In 2011, the Institute of Medicine conducted an independent analysis, concluding the 510(k) process is “flawed, based on its legislative foundation,” and suggested the FDA develop an “integrated premarket and postmarket regulatory framework,” to assure safety over the life of the device.9 Hip implants happen to be among the most common types of medical devices approved through the 510(k) program and many believe the program needs a total overhaul.  While changes to the 510(k) program were proposed in 2010 by the FDA, those proposals were much more benign than many had hoped for with no radical changes to current procedures.

 

The FDA’s definition of “substantial equivalence,” means that the new device is at least as safe and effective as the device it is based on.

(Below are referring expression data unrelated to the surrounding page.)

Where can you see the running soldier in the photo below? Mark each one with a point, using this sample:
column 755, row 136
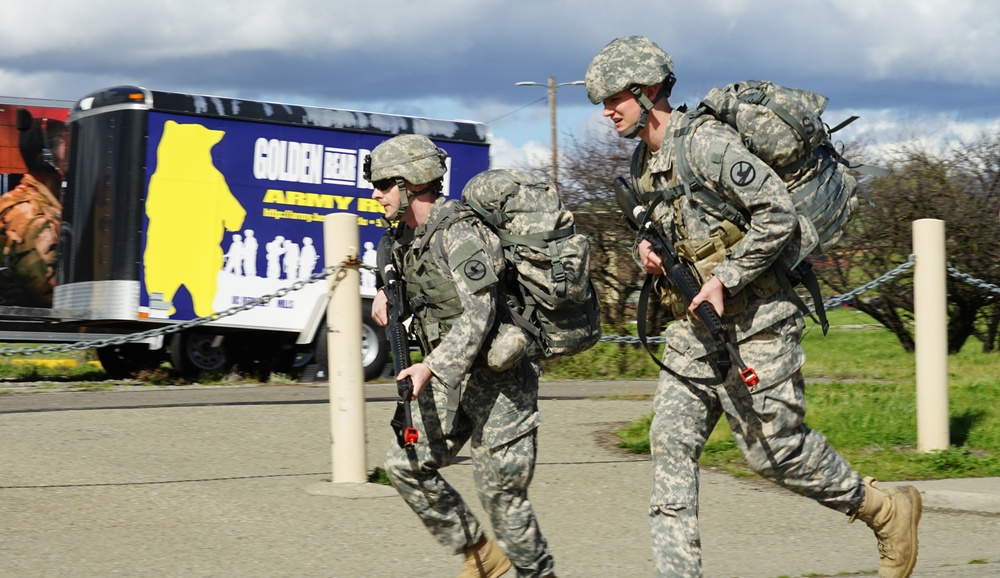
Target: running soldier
column 451, row 265
column 632, row 77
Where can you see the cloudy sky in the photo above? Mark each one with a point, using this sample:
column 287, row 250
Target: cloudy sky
column 911, row 68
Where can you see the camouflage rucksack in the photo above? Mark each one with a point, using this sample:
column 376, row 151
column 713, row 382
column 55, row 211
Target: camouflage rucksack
column 782, row 127
column 549, row 291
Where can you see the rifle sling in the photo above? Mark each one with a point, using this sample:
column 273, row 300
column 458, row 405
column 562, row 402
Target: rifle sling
column 640, row 324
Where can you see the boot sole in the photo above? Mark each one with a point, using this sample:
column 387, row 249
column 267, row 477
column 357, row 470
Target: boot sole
column 501, row 569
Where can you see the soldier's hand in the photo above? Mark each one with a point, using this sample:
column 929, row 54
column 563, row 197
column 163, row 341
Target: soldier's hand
column 420, row 376
column 712, row 291
column 650, row 260
column 380, row 309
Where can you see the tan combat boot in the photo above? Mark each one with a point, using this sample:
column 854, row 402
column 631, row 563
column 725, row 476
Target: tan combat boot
column 484, row 560
column 893, row 514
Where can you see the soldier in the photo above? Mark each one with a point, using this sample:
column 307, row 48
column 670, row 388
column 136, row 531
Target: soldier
column 30, row 215
column 451, row 265
column 632, row 77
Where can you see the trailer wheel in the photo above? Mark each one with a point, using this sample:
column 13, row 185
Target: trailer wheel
column 374, row 344
column 125, row 360
column 195, row 354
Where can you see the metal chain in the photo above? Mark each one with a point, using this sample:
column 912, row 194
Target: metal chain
column 972, row 280
column 830, row 303
column 144, row 335
column 838, row 300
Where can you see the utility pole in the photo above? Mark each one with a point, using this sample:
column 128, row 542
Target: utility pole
column 552, row 88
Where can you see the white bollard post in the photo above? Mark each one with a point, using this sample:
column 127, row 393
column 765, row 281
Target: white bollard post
column 930, row 311
column 343, row 319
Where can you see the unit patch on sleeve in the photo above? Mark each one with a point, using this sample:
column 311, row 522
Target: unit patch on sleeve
column 742, row 173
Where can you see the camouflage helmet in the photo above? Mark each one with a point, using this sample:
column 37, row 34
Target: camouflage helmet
column 410, row 156
column 624, row 63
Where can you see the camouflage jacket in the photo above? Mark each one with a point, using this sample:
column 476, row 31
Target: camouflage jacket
column 462, row 262
column 30, row 218
column 716, row 154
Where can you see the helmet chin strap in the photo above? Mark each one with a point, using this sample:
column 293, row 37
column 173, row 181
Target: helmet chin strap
column 647, row 105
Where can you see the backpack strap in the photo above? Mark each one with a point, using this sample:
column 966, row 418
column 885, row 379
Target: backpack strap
column 693, row 186
column 640, row 326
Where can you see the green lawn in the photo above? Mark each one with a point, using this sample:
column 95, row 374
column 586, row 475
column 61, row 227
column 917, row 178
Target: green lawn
column 861, row 395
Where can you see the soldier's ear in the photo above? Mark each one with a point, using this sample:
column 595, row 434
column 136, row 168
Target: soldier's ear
column 23, row 119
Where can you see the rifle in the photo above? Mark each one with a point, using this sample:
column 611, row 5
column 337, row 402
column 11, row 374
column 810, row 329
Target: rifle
column 682, row 281
column 395, row 292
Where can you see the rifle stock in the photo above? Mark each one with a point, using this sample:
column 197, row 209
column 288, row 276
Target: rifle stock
column 402, row 420
column 680, row 277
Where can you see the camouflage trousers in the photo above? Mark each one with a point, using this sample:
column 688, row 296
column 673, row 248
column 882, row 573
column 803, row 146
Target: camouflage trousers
column 769, row 430
column 502, row 474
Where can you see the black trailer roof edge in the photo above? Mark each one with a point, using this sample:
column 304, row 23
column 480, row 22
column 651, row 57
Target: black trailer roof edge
column 117, row 98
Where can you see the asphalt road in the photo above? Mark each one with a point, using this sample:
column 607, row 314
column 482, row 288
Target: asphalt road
column 235, row 481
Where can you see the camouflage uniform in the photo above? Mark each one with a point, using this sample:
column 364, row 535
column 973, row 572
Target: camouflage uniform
column 30, row 217
column 767, row 423
column 465, row 401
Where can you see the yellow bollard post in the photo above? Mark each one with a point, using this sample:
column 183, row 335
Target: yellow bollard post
column 930, row 311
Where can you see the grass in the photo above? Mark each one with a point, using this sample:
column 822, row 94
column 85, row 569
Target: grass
column 862, row 397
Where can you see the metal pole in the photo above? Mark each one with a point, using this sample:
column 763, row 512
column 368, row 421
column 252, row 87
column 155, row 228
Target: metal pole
column 931, row 334
column 552, row 117
column 343, row 319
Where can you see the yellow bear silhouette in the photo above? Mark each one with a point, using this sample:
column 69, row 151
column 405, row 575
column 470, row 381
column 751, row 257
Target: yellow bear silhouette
column 189, row 205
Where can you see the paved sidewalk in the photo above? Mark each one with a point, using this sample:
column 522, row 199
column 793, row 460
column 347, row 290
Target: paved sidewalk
column 234, row 481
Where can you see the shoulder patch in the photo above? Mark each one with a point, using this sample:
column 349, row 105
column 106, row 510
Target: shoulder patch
column 472, row 266
column 742, row 173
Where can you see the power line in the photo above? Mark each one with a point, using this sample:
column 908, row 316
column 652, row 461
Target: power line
column 515, row 110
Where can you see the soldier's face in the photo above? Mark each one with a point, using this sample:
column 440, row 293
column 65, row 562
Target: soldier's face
column 623, row 110
column 388, row 197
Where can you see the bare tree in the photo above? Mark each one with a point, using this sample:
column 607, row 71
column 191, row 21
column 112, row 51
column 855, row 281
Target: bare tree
column 960, row 187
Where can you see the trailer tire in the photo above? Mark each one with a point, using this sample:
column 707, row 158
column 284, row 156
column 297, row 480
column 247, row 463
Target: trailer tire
column 126, row 360
column 195, row 353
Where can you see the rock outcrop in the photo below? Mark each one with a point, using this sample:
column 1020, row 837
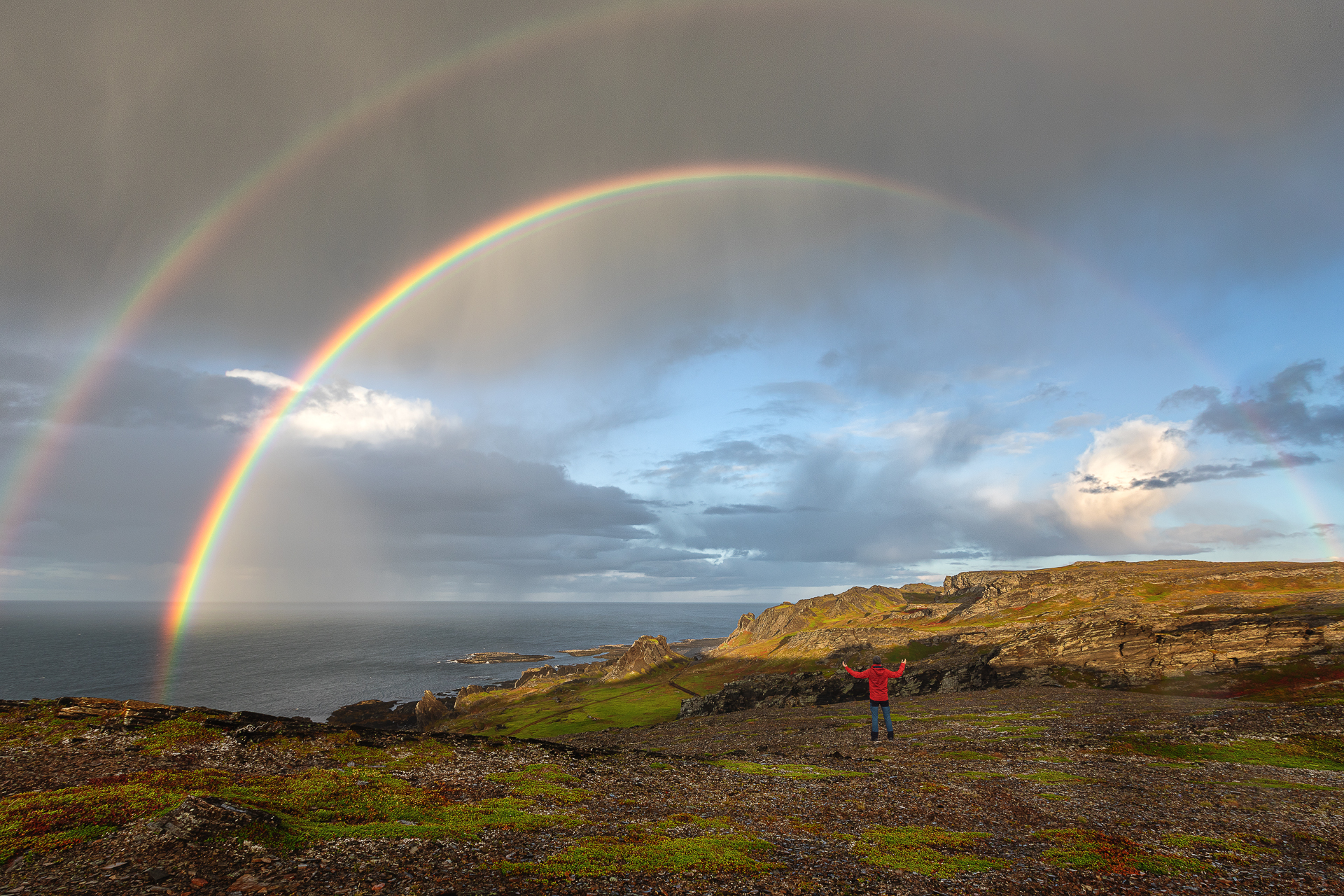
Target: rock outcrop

The new device must have the same intended use and the same technological characteristics or must have the same intended use and different technological characteristics along with information showing the device does not raise new questions of safety and effectiveness and is at least as safe and effective as the legally marketed device. A claim of substantial equivalence does not mean the new medical device and its predicate are identical, rather they are equivalent based on intended use, design, energy used, materials, performance, safety, effectiveness, labeling, standards or other characteristics.

 

Should the manufacturer receive a notification from the FDA stating the device is not substantially equivalent, another 510(k) application may be submitted, along with new data, a Class I or Class II designation may be requested, a Premarket Approval Application may be submitted or a reclassification petition must be filed.The reality of the situation is that many hip implant devices are sliding through with a 510(k) approval from the FDA and little to offer consumers in the way of promises of safety. As an example, the recalled DePuy ASR gained FDA 510(k) approval based on the Wright Profemur hip implant which has had extensive problems of its own.